On 06/09/10 09:32, 褚 鵬兵 wrote:
hi ,my hadoop friends:i have the 3 questions about hadoop.there are .... 1 the speed between the datanodes. Tera data in one datanodes , the data transfers from one datanode to the another datanode. if the speed is bad, Hadoop will be slow, i think. i heard the gNet architecture in Greenplum , then hadoop ? SAS storage + G-Ethernet is best answer, isn't it?
if your code has locality gigabit ether is fine, saves the hassle of getting faster stuff to work. Have you ever tried to debug infiniband cluster problems?
2 the GUI tool there is a hive web tool in hadoop. but it is not enough to use it for our business work. it is too simple to use it. if hadoop+hive is designed into DWH. then how to use it for users. by CGI Tool(Command),? by New Developed webGUITOOL.?
the community welcomes new contributions. I'd look at cascading, datameeer's stuff, and other things. Hive is designed for people who know SQL, like PHP developers.
3 5 computers Hadoop cluster and 1 computer SQLSERVER2000 5 computers Hadoop celeron 2.66G 1G memory Ethernet namenode + secondarynamenode + 3 datanode 1 computer SQLSERVER2000 celeron 2.66G 1G memory then i did select operation at the same data 100M . 5 computers Hadoop is 2mins 30secs 1 computer SQLSERVER2000 is 2mins 25secs the result is that 5 computers Hadoop is not good .why .can anyone give me some advises. thanks in adverse.

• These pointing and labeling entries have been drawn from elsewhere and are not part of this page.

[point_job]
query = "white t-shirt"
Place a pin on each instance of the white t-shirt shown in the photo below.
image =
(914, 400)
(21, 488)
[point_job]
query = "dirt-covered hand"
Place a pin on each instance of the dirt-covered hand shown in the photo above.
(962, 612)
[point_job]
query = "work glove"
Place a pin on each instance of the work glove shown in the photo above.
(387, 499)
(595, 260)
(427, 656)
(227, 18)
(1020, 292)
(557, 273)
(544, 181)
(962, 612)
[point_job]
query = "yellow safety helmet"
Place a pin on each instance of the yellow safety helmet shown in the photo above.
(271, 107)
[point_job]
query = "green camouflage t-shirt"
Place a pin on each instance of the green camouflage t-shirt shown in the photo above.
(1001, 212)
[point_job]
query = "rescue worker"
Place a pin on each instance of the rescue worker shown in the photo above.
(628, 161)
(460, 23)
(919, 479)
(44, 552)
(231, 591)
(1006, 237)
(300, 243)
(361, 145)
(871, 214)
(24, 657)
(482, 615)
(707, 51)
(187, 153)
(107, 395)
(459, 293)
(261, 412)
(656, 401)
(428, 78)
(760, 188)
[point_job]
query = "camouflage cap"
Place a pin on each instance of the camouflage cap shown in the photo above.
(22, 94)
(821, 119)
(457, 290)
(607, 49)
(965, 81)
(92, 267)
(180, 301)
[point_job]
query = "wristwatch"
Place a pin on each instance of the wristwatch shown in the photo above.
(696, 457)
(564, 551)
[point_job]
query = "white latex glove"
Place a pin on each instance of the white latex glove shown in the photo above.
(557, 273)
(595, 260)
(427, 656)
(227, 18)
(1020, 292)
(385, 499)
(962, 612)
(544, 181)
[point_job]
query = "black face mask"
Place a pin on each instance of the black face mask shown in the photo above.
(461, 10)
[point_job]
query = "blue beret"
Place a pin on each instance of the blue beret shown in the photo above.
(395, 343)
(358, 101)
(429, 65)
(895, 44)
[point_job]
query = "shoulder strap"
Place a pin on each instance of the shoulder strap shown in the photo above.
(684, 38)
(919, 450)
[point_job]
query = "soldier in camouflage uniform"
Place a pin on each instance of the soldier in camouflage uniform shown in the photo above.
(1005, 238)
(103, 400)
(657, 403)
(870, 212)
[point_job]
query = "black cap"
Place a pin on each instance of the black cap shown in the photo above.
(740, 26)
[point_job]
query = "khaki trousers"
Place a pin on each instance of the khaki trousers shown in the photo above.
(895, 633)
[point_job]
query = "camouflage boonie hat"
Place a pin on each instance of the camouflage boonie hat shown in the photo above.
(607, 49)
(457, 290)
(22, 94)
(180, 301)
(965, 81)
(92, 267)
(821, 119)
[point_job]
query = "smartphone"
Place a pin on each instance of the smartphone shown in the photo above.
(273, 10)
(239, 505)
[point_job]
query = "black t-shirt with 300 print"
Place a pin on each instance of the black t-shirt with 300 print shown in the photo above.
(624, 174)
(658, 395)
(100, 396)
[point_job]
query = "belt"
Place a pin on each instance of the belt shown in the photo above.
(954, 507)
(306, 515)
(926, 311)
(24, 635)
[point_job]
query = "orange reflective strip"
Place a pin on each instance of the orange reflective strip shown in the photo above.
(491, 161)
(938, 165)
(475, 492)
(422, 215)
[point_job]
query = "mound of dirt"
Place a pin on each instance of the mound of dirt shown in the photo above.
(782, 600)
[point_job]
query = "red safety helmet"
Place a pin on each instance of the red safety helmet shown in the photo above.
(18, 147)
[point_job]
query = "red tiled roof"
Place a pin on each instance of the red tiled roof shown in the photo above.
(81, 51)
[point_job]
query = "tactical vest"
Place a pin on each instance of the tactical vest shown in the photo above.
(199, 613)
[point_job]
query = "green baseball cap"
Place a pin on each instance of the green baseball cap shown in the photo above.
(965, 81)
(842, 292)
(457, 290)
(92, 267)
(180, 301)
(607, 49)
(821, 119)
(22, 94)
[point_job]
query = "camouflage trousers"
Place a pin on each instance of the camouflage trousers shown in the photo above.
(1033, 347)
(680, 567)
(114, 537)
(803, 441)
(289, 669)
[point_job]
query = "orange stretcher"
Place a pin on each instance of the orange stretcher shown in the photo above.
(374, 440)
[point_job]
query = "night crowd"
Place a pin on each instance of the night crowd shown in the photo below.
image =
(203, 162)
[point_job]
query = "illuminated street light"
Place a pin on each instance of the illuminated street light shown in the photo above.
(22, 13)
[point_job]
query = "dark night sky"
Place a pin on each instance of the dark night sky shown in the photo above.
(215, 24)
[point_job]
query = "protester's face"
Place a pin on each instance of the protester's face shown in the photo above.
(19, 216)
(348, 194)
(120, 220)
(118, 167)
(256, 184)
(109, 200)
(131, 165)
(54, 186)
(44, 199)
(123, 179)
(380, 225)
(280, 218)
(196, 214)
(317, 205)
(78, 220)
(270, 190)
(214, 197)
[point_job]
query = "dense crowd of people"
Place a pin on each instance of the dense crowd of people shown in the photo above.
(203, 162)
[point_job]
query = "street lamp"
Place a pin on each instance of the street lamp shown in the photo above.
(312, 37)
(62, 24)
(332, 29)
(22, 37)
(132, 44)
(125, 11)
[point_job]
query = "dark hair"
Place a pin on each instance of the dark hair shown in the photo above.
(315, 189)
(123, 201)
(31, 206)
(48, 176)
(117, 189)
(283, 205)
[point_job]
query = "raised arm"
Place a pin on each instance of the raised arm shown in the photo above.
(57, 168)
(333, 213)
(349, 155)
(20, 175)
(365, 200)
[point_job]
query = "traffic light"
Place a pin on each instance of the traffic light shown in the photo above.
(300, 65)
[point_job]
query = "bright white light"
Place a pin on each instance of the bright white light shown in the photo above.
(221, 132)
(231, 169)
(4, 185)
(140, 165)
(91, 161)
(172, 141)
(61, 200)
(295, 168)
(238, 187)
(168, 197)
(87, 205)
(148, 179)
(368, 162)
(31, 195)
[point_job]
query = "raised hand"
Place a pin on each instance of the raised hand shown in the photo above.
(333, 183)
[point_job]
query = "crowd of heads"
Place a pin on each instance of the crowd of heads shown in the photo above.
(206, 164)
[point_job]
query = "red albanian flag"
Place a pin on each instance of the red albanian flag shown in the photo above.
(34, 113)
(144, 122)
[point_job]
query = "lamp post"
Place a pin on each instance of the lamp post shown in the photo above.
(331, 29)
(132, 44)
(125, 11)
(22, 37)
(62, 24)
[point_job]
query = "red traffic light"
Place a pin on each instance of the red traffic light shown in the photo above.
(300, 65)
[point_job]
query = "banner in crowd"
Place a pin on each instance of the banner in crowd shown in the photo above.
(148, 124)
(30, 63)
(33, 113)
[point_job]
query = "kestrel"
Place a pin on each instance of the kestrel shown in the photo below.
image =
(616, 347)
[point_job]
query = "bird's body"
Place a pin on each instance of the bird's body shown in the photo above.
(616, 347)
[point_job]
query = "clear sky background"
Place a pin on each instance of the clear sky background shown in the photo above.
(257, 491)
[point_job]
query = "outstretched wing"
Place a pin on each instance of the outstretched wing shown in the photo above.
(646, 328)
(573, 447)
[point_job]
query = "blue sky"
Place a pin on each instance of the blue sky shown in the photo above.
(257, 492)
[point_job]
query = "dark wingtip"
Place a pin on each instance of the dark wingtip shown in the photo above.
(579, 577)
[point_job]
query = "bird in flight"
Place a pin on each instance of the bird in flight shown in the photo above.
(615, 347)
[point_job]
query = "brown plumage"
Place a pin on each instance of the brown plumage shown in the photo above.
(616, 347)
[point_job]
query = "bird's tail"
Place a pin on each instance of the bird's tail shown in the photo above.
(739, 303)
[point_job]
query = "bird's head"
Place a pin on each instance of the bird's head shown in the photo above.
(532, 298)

Indexes give RBMS speed, but limit their scale. If your dataset fits onto a single mssql or mysql and you can afford the index costs, stay with that data in a RAID array. Hadoop isn't trying to compete in that space -though things like CouchDB are trying to
However, before you dismiss Hadoop, get in touch with your SQL server or oracle account team and say "we are planning on working with 15 Petabytes of storage with data coming in at 1-2PB/month" and see what they say back and how big their quote is. The search terms "MapReduce a Major Step Backwards" shows some of the debate going on.